Un lieu à la mémoire de Flaubert
Paysage devant la maison de Flaubert à Croisset en 1874.Rochegrosse, Georges (1859-1938). Peintre / Source BNF- Gallica
La fin de vie de Gustave Flaubert à Croisset est marquée par des épreuves personnelles. En 1872, la mort de sa mère, à qui il était profondément attaché, le plonge dans une grande solitude. Bien que sa nièce Caroline lui apporte un soutien affectueux, Flaubert vit de plus en plus reclus, accablé par des dettes familiales et des difficultés à trouver un large public pour ses œuvres. Malgré tout, il reste fidèle à Croisset, où il poursuit son travail littéraire jusqu’à sa mort soudaine en mai 1880, victime d’une hémorragie cérébrale dans son cabinet de travail.

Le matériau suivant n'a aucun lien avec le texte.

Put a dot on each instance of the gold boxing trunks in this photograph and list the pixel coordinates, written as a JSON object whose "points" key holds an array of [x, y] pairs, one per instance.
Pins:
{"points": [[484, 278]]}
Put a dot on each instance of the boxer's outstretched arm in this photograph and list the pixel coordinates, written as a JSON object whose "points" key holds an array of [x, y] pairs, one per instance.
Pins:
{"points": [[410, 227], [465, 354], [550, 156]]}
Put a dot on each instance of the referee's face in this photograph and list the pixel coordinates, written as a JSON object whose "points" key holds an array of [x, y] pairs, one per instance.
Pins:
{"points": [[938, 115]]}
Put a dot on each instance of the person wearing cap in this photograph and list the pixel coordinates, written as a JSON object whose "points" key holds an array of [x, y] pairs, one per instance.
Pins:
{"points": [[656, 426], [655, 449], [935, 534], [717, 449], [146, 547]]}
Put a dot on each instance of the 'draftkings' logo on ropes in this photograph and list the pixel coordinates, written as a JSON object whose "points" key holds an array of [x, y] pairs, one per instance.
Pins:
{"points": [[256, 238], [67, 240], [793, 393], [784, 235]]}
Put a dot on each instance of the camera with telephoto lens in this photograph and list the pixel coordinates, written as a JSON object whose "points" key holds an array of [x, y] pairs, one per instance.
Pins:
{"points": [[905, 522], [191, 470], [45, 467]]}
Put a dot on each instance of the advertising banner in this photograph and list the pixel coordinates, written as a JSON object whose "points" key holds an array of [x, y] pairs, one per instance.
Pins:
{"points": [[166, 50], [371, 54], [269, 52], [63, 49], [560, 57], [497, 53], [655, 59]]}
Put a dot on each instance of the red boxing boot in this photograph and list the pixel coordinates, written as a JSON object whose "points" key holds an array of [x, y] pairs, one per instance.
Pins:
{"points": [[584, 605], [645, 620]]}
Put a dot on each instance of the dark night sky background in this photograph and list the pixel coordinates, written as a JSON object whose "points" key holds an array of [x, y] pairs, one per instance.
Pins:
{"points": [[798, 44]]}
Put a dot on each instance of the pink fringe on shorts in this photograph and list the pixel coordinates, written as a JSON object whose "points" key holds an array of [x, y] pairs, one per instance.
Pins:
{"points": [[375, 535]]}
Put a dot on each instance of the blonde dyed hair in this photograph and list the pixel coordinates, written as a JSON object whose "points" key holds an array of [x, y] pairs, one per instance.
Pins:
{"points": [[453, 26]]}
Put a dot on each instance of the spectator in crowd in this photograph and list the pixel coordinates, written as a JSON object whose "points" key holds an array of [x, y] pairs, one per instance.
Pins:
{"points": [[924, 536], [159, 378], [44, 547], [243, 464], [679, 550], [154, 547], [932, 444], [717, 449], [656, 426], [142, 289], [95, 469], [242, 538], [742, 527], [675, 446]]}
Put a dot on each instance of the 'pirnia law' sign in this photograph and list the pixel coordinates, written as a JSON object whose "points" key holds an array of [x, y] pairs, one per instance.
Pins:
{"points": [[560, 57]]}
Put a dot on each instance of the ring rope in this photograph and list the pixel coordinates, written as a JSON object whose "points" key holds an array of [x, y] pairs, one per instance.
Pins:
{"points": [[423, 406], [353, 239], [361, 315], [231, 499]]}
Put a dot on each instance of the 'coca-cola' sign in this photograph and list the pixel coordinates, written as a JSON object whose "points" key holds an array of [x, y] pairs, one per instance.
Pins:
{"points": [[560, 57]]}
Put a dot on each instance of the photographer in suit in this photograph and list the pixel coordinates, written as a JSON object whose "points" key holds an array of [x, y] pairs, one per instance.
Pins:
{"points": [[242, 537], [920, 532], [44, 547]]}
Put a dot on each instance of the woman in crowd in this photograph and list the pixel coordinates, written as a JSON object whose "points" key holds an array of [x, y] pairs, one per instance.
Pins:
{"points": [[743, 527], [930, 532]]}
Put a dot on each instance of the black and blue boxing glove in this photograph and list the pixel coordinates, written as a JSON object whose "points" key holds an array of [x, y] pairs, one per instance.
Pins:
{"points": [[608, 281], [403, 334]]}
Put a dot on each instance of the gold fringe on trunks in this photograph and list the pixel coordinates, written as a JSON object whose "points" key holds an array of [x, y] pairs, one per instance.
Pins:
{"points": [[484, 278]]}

Après sa disparition, la maison de Croisset est vendue en 1881 et détruite pour faire place à une distillerie, un symbole brutal de l’industrialisation triomphante face à l’héritage littéraire. Seul le pavillon Louis XV, autrefois lieu de contemplation et de discussions, échappe à la destruction. Aujourd’hui transformé en musée, il abrite des objets personnels de l’écrivain : son fauteuil où il passait de longues heures à réfléchir, ses plumes témoins de ses nuits d’écriture, des portraits, et le célèbre perroquet d’Un cœur simple, devenu une icône littéraire. Bien que la maison principale ait disparu sous les coups de l’industrialisation, le pavillon Louis XV, préservé et transformé en musée, perpétue la mémoire de Croisset. Ce lieu unique incarne à la fois la solitude créative de Flaubert et l’immortalité de son génie littéraire.